17. Be David Brailsford. Seek out marginal gains and champion them to the point of lunacy. When the team see your investment and see results, however small, they will be empowered to seek them themselves. It becomes a culture and mounts up to real change.
18. You’re in the richest learning environment you’ll probably have. Look to those around you and above you for inspiration. I didn’t do much reading (though a 5hr commute got through some podcasts!) I also didn’t do enough reflection at the time, hence it all coming out now!!
I was very lucky early in my Command to observe a more Senior leader dealing with much of the same pressures/challenges that I was but on a larger scale. They were the epitome of poise and prudence and it had a huge impact on how I commanded. Not naming though.. @bumsnorkler
19. When it comes to discipline, trust your judgement (see 12 too!) if you think you’ve got good people who made an error, treat it as such but be clear and consistent in your message and your penalties. Generally sailors are brilliant but booze makes fools of us all!

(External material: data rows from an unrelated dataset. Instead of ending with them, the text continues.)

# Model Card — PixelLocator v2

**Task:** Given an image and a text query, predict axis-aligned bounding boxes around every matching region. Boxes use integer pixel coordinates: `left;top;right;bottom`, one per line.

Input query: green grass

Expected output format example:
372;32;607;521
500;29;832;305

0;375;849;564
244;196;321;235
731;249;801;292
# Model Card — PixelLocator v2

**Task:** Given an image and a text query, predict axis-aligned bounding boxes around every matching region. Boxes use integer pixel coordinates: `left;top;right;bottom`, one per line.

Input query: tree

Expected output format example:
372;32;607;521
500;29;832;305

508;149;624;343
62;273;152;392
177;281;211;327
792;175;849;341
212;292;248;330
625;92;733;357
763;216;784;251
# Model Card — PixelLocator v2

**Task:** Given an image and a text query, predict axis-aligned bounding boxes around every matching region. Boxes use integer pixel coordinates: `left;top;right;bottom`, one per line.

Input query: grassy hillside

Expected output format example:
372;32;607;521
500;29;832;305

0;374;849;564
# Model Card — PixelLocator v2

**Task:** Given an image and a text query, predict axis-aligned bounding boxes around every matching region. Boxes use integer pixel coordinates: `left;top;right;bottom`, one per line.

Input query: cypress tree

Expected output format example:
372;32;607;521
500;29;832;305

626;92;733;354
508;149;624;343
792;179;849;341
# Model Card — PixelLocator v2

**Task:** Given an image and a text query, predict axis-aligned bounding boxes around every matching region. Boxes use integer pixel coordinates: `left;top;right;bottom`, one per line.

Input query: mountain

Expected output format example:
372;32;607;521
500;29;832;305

20. Be a risk manager not a liability manager. Don’t necessarily STOP doing something with a liability risk if it increases ACTUAL risk later. Be real about what risks YOU own, ie All Of Them! It’s your team and you’ll live the impact of any incident, not the duty/risk holder.
21. Forget LGBT and BAME! What??? If you really want to be inclusive and harness your team’s individual brilliance, be interested in CLJB (Col, Laura, Jess, Bomber) ie individuals. Collecting people into weird boxes that make little sense is for stats only, not for leaders!
22. Reward and Recognition. I really didn’t do enough of this, put all the effort in to get your people recognised for their work. Awards, Garden Party invites, the lot, what I did achieve was really valued by the team. Plus ensure they get the credit always for any and all work.
23. Thank you all for reading my musings; as I started, these reflect my learning journey during Command. I don’t commend these as instructions applicable to all but stuff that I found helpful, I hope they are to some of you. 24 will be final summary.
24. You’re there to Command and Lead. You’ll spend 95% your time managing (prob N1) but setting the direction and HOW you approach challenges is Leading, being the umbrella/talisman for the team/setting behaviours is Leading and Commanding. Enjoy, it’s the best job by far! Out!
25. NEVER forget your own family during your ‘ultimate’ job. 1, It keeps you grounded in the same issues as your team. 2, If it goes wrong you are going to be distracted and useless in Command. 3, There is life post command, make sure it’s there to go back to! 4, You love them!